New maps from ESA's Planck satellite uncover the "polarized" light from the early universe across the entire sky, revealing that the first stars are actually younger than previously thought.
They also include information about our own Milky Way, showing that the contribution from dust in our galaxy is much more widespread than previously thought and revealing complex structures in the galactic magnetic field.
Researchers at the Max Planck Institute for Astrophysics developed important software components for Planck and take part in the scientific interpretation of the mission data; in particular, they contributed to the analysis of the signals from galaxy clusters, from gravitational lensing of the CMB, from galactic dust and magnetic fields, as well as from primordial magnetic fields.
The big bang 13.8 billion years ago was when matter, space and even time exploded into existence. Previously scientists had thought that the first stars began to shine 440 million years after the big bang. The new results, still to be confirmed by further measurements, suggested that they are 100 million years younger.
However, as the CMB light travelled through space and time it was also influenced by the first stars-and the polarization data now indicates that these started to shine about 550 million years after the Big Bang, ending the "Dark Ages."

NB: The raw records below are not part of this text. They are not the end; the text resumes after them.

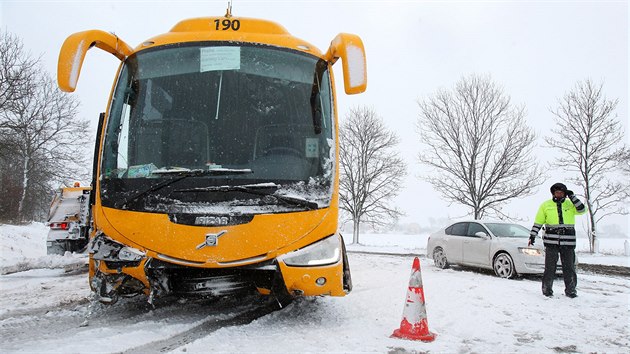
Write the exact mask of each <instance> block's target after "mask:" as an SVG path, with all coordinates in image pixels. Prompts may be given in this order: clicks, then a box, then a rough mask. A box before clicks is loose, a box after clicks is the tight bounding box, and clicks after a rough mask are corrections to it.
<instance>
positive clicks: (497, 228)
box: [485, 223, 529, 238]
mask: <svg viewBox="0 0 630 354" xmlns="http://www.w3.org/2000/svg"><path fill="white" fill-rule="evenodd" d="M485 225H486V227H487V228H488V229H489V230H490V231H491V232H492V234H494V235H495V236H497V237H520V238H524V237H529V230H528V229H527V228H525V227H523V226H521V225H518V224H502V223H486V224H485Z"/></svg>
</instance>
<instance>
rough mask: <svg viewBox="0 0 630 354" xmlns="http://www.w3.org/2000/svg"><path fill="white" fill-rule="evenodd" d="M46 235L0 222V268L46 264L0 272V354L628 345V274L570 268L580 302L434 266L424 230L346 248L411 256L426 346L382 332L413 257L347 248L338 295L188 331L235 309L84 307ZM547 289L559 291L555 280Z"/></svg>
mask: <svg viewBox="0 0 630 354" xmlns="http://www.w3.org/2000/svg"><path fill="white" fill-rule="evenodd" d="M45 237H46V228H45V227H44V226H43V225H41V224H34V225H30V226H21V227H16V226H8V225H0V242H1V243H2V255H1V260H0V262H1V263H0V266H1V267H2V269H5V270H6V269H9V268H11V267H14V266H15V265H17V264H22V268H21V269H27V268H29V267H30V268H46V267H50V268H56V269H33V270H28V271H21V272H16V273H11V274H5V275H1V276H0V351H1V352H3V353H7V352H12V353H13V352H29V353H31V352H37V353H40V352H45V353H52V352H55V353H57V352H59V353H61V352H63V353H68V352H72V353H83V352H90V353H93V352H96V353H111V352H150V351H158V350H157V349H156V348H154V347H147V346H146V345H147V343H149V344H150V343H155V342H156V341H157V342H159V341H164V340H165V339H168V338H171V337H177V338H189V339H190V338H193V339H191V340H187V339H181V341H180V342H177V343H178V344H177V345H175V346H174V347H173V346H171V347H168V348H169V349H168V350H166V351H171V352H177V353H183V352H186V353H202V352H203V353H207V352H217V353H225V352H228V353H234V352H247V353H250V352H254V353H262V352H264V353H267V352H273V353H287V352H290V353H297V352H299V353H320V352H326V353H329V352H335V353H337V352H342V353H357V352H362V353H363V352H377V353H385V352H390V353H393V352H396V353H421V352H448V353H461V352H465V353H468V352H493V353H497V352H523V353H533V352H537V353H538V352H542V353H574V352H575V353H590V352H604V353H628V352H630V282H629V281H628V278H623V277H617V276H604V275H593V274H586V273H578V288H577V290H578V293H579V297H578V298H576V299H569V298H567V297H565V296H562V295H556V296H555V297H554V298H546V297H544V296H542V295H541V293H540V278H539V277H529V278H525V279H521V280H505V279H499V278H497V277H495V276H493V275H491V274H490V273H485V272H477V271H470V270H462V269H457V268H455V269H447V270H441V269H437V268H435V267H434V266H433V264H432V262H430V261H429V260H427V259H426V258H424V257H422V255H423V254H424V250H425V247H426V236H424V237H423V236H418V235H362V236H361V243H362V245H349V246H348V248H349V249H350V250H354V251H362V252H375V251H383V252H391V253H403V254H404V253H409V254H418V255H420V256H421V265H422V277H423V284H424V285H423V288H424V292H425V294H426V299H427V304H426V308H427V310H426V313H427V316H428V323H429V328H430V329H431V331H433V332H435V333H437V335H438V336H437V338H436V340H435V341H434V342H431V343H423V342H414V341H407V340H400V339H393V338H390V335H391V333H392V332H393V331H394V330H395V329H397V328H398V327H399V325H400V321H401V317H402V310H403V306H404V302H405V298H406V293H407V285H408V282H409V276H410V271H411V265H412V261H413V257H412V256H396V255H374V254H365V253H350V254H349V261H350V266H351V269H352V276H353V283H354V290H353V291H352V293H351V294H350V295H348V296H347V297H344V298H331V297H325V298H315V299H310V298H307V299H301V300H300V301H296V302H294V303H292V304H291V305H289V306H288V307H286V308H285V309H283V310H280V311H276V312H273V313H271V314H268V315H266V316H263V317H260V318H258V319H257V320H254V321H253V322H251V323H249V324H240V325H235V326H225V327H223V328H218V329H213V330H208V331H207V334H206V333H205V332H204V333H203V335H201V336H186V334H187V333H192V332H191V331H194V330H195V329H196V330H197V332H199V330H204V328H206V327H204V326H210V324H211V323H214V322H217V321H221V320H224V319H226V318H229V317H231V316H234V314H235V313H237V312H239V311H242V308H241V307H239V306H242V305H235V304H234V303H231V302H229V301H228V302H222V303H219V304H212V303H208V302H205V303H203V302H201V303H200V302H192V301H189V302H186V301H175V302H170V303H169V302H165V303H158V304H157V306H156V308H152V307H151V306H149V305H147V304H146V302H145V301H144V300H143V299H140V298H133V299H123V300H121V301H119V302H118V303H117V304H115V305H113V306H110V307H106V306H102V305H99V304H91V303H90V301H88V297H89V289H88V285H87V279H86V277H87V276H86V274H85V273H81V274H75V273H73V272H70V273H68V272H65V271H64V270H63V269H58V268H60V267H64V266H66V267H67V266H68V265H70V266H71V265H74V264H77V262H84V261H85V258H84V257H83V256H79V255H72V256H71V255H67V256H64V257H61V256H54V257H52V256H46V255H45V253H46V250H45ZM611 242H613V241H611ZM623 246H624V240H620V241H619V242H618V243H615V242H613V243H612V245H611V246H605V245H604V244H602V246H601V248H600V249H602V250H603V249H606V248H605V247H610V249H611V250H612V251H611V252H608V253H604V252H602V253H601V254H600V255H598V256H596V257H589V256H587V255H586V254H584V253H580V255H579V257H580V261H581V262H584V261H585V259H589V260H591V259H594V260H597V261H598V263H601V264H616V263H617V262H618V261H620V260H621V261H625V262H626V265H627V261H628V257H625V256H623V250H624V249H623ZM555 289H556V294H562V289H563V284H562V280H561V279H557V280H556V282H555ZM178 336H179V337H178ZM138 348H140V349H138ZM147 348H152V349H147ZM160 351H161V350H160Z"/></svg>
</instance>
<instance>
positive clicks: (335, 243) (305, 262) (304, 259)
mask: <svg viewBox="0 0 630 354" xmlns="http://www.w3.org/2000/svg"><path fill="white" fill-rule="evenodd" d="M340 257H341V240H340V239H339V236H337V235H333V236H330V237H327V238H325V239H323V240H321V241H318V242H315V243H314V244H312V245H309V246H306V247H304V248H301V249H299V250H297V251H293V252H291V253H287V254H285V255H282V256H280V257H278V259H279V260H281V261H283V262H284V263H286V264H287V265H290V266H297V267H300V266H302V267H304V266H321V265H328V264H335V263H337V262H339V259H340Z"/></svg>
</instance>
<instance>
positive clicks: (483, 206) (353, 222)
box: [340, 75, 630, 251]
mask: <svg viewBox="0 0 630 354" xmlns="http://www.w3.org/2000/svg"><path fill="white" fill-rule="evenodd" d="M617 103H618V100H608V99H606V98H605V97H604V96H603V94H602V85H601V84H600V85H596V84H594V83H593V82H592V81H591V80H585V81H581V82H578V83H577V84H576V85H575V87H574V88H573V89H572V90H570V91H569V92H568V93H567V94H566V95H565V96H564V97H563V98H562V99H560V100H559V101H558V107H557V108H556V109H553V110H551V113H552V114H553V116H554V117H555V126H554V128H553V129H551V134H550V135H549V136H545V137H544V140H545V142H546V144H547V146H548V147H550V148H553V149H554V150H555V151H556V152H554V155H557V156H558V157H557V158H556V159H555V160H554V161H549V162H552V163H553V166H559V168H560V169H562V170H564V171H566V172H569V173H570V174H571V176H572V177H570V179H569V180H570V181H571V182H572V183H574V184H575V185H578V186H579V187H581V189H582V190H581V191H579V193H580V194H581V195H582V196H583V197H584V199H585V203H586V204H587V205H588V214H589V221H590V223H589V224H590V230H589V238H590V241H591V251H594V250H595V247H596V246H595V245H596V235H597V223H598V222H599V221H601V220H602V218H604V217H605V216H608V215H611V214H626V213H628V210H627V209H626V204H625V203H626V202H628V201H629V200H630V178H628V177H629V176H630V167H629V166H630V149H628V147H627V146H625V144H624V143H623V137H624V133H623V127H622V126H621V124H620V122H619V120H618V119H617V117H616V116H615V115H614V111H615V108H616V106H617ZM418 106H419V109H420V116H419V118H418V121H417V130H418V133H419V137H420V142H421V144H422V145H423V147H424V148H423V149H422V152H421V153H420V154H419V155H418V159H419V161H420V162H421V163H422V164H424V165H426V166H427V167H429V172H428V173H426V174H425V175H424V176H422V178H423V179H424V180H426V181H427V182H429V183H430V184H431V185H432V186H433V187H434V189H435V190H437V191H438V192H439V193H441V195H442V197H443V199H444V200H446V201H447V202H449V203H454V204H461V205H464V206H467V207H469V210H470V215H471V216H472V217H474V218H475V219H481V218H484V217H486V216H493V217H498V218H501V219H510V218H511V217H510V216H509V215H506V214H505V213H504V212H503V211H502V206H504V205H505V204H506V203H507V202H509V201H510V200H511V199H515V198H522V197H524V196H527V195H531V194H532V193H533V191H534V189H535V188H536V187H537V186H539V185H540V184H541V183H543V182H544V179H545V177H544V176H545V174H546V173H547V172H551V173H554V172H557V171H553V170H551V169H549V168H543V167H542V166H541V165H540V162H541V161H540V160H539V159H537V158H536V157H535V156H533V155H532V152H533V149H534V147H535V146H536V135H535V133H534V131H533V129H532V128H530V127H528V126H527V124H526V119H525V113H524V112H525V110H524V107H522V106H516V105H514V104H512V103H511V101H510V97H509V96H508V95H506V94H505V92H503V90H502V89H501V88H500V87H499V86H497V85H496V84H495V83H494V82H493V81H492V80H491V79H490V78H489V77H481V76H475V75H473V76H470V77H465V78H462V79H461V80H460V81H459V82H458V83H457V84H456V85H455V87H454V88H453V89H452V90H440V91H438V92H437V93H436V94H435V95H433V96H432V97H429V98H427V99H425V100H421V101H419V102H418ZM397 144H398V138H397V137H396V135H395V134H394V133H392V132H391V131H389V130H388V129H387V127H386V126H385V125H384V123H383V120H382V119H381V118H380V117H378V116H377V114H376V113H375V112H374V110H373V109H368V108H355V109H352V110H351V111H350V113H349V114H348V116H347V119H346V121H345V123H344V124H343V125H342V126H341V128H340V146H341V149H340V150H341V151H340V155H341V168H342V170H341V197H340V201H341V208H342V209H343V210H344V211H345V212H347V213H348V214H349V217H350V218H351V219H352V221H353V224H354V237H353V241H354V242H358V232H359V230H358V229H359V224H360V223H361V222H365V223H368V224H370V223H371V224H379V223H383V222H388V221H389V222H391V220H392V218H395V217H397V216H399V215H401V212H400V211H399V210H398V209H396V208H394V207H392V206H391V203H392V202H393V199H394V197H396V195H397V194H398V193H399V191H400V188H399V186H400V182H401V179H402V178H403V177H404V175H405V170H406V167H405V165H404V162H403V161H402V160H401V159H400V158H399V157H397V152H396V145H397ZM543 162H547V161H543Z"/></svg>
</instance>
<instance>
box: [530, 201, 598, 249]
mask: <svg viewBox="0 0 630 354" xmlns="http://www.w3.org/2000/svg"><path fill="white" fill-rule="evenodd" d="M585 212H586V207H585V206H584V204H582V202H581V201H580V200H579V199H578V198H577V197H576V196H575V195H571V196H569V198H565V199H564V200H563V201H562V202H561V203H556V202H555V201H554V200H553V199H549V200H547V201H545V202H543V203H542V204H541V205H540V207H539V208H538V213H536V218H535V219H534V226H533V227H532V230H531V232H530V236H531V237H536V235H538V231H539V230H540V229H541V228H542V226H543V225H545V234H544V235H543V241H544V243H545V245H552V244H553V245H560V246H575V245H576V237H575V216H576V215H582V214H584V213H585Z"/></svg>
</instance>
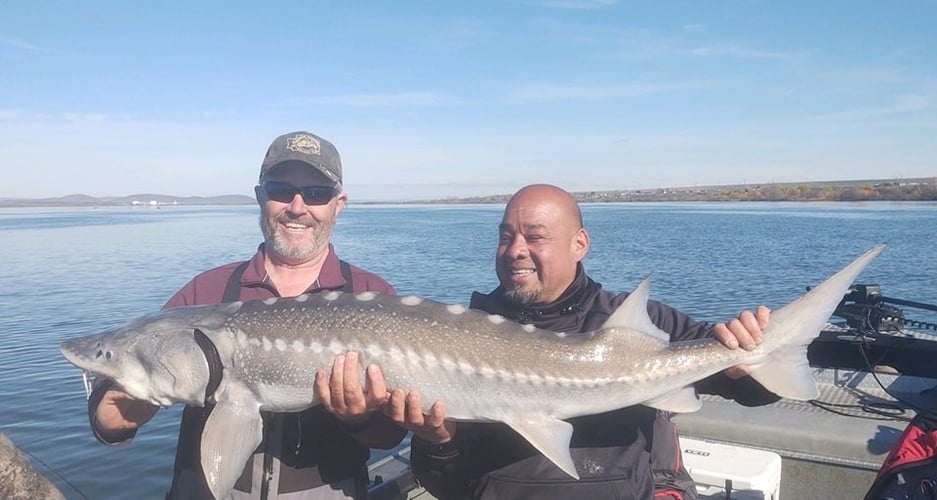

This was more than 100 million years later than previously thought but actually helps to resolve a problem: Previous studies of the CMB polarization seemed to point towards an earlier dawn of the first stars, while very deep images of the sky indicated that the earliest known galaxies in the universe (forming perhaps 300-400 million years after the Big Bang) would not have been powerful enough to succeed at ending the Dark Ages within 450 million years.
The new evidence from Planck significantly reduces the problem, indicating that the earliest stars and galaxies alone might have been enough.
The study is published in the journal Astronomy and Astrophysics.